The project has been the subject of a national environmental fight over whether navigable lakes and rivers can be used as repositories for toxic mine tailings. The corps last week announced it was extending Coeur Alaska’s permit until 2014 and reiterated that the company could construct a tailings storage facility in Lower Slate Lake, below the mine.

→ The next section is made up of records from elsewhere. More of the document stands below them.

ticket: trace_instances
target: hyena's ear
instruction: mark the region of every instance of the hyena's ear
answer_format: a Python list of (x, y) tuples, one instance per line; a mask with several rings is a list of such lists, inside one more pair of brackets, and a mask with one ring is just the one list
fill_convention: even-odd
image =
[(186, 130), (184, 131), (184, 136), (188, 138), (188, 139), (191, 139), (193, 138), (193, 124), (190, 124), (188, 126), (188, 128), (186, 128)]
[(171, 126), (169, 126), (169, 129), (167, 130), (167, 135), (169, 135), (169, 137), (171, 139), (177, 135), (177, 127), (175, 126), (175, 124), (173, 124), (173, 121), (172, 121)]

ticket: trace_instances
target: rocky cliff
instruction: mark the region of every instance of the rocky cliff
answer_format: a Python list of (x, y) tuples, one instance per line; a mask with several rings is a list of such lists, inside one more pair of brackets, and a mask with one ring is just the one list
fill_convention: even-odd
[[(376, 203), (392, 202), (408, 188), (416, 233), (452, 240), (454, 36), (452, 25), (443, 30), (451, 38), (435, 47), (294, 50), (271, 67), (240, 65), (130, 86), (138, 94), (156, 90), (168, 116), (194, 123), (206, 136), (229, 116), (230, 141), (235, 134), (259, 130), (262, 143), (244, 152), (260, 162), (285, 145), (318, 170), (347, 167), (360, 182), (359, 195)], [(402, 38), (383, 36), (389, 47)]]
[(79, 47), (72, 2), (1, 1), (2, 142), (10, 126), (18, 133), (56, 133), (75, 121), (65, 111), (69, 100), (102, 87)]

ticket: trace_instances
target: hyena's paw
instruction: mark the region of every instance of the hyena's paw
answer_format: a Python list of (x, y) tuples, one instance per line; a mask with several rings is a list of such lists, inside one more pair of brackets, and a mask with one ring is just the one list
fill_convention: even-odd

The U.S. Supreme Court this year upheld the project, but the federal Environmental Protection Agency in July urged the Corps of Engineers to take a second look at the lake disposal plan. The EPA and several conservation organizations have advocated that mine operators think about turning the waste material into a paste and depositing it on land on the other side of the mine.
Sen. Mark Begich (D-Alaska), one of several lawmakers who urged that the project be allowed to go forward as planned, applauded the corps’ decision.
“The amended permit confirms my belief that the disposal of tailings in Slate Lake is the environmentally preferable option, and when the project is complete will actually leave the lake with improved fish habitat,” Begich said in a statement.
“This is good news for an ailing southeast Alaska economy, and after 20 years of study and debate, Alaskans can finally go to work. The mine will create hundreds of good-paying jobs for Alaskans and help expand the mining industry in a responsible way,” the senator said.
Opponents of the lake disposal option at the mine about 45 miles north of Juneau said they had not seen the corps’ full decision, and it was not clear whether the agency had ruled out alternative disposal options. And, they said, the EPA still could step in and veto the permit -- although that would be a rare exercise of its authority.
“The EPA and the conservation groups strongly preferred a paste-tailings option, which would have put the tailings upland, instead of in a lake. We believe that was the environmentally preferred option, but the corps . . . apparently decided otherwise,” said Tom Waldo, an attorney for Earthjustice who argued the court case.
“We hope that the Obama administration will act promptly to reverse the Bush administration policies that allowed lakes and rivers and streams to be used to dump toxic wastes,” he said.
Most conservation groups don’t oppose the mine itself, which would be an important new economic engine for southeast Alaska.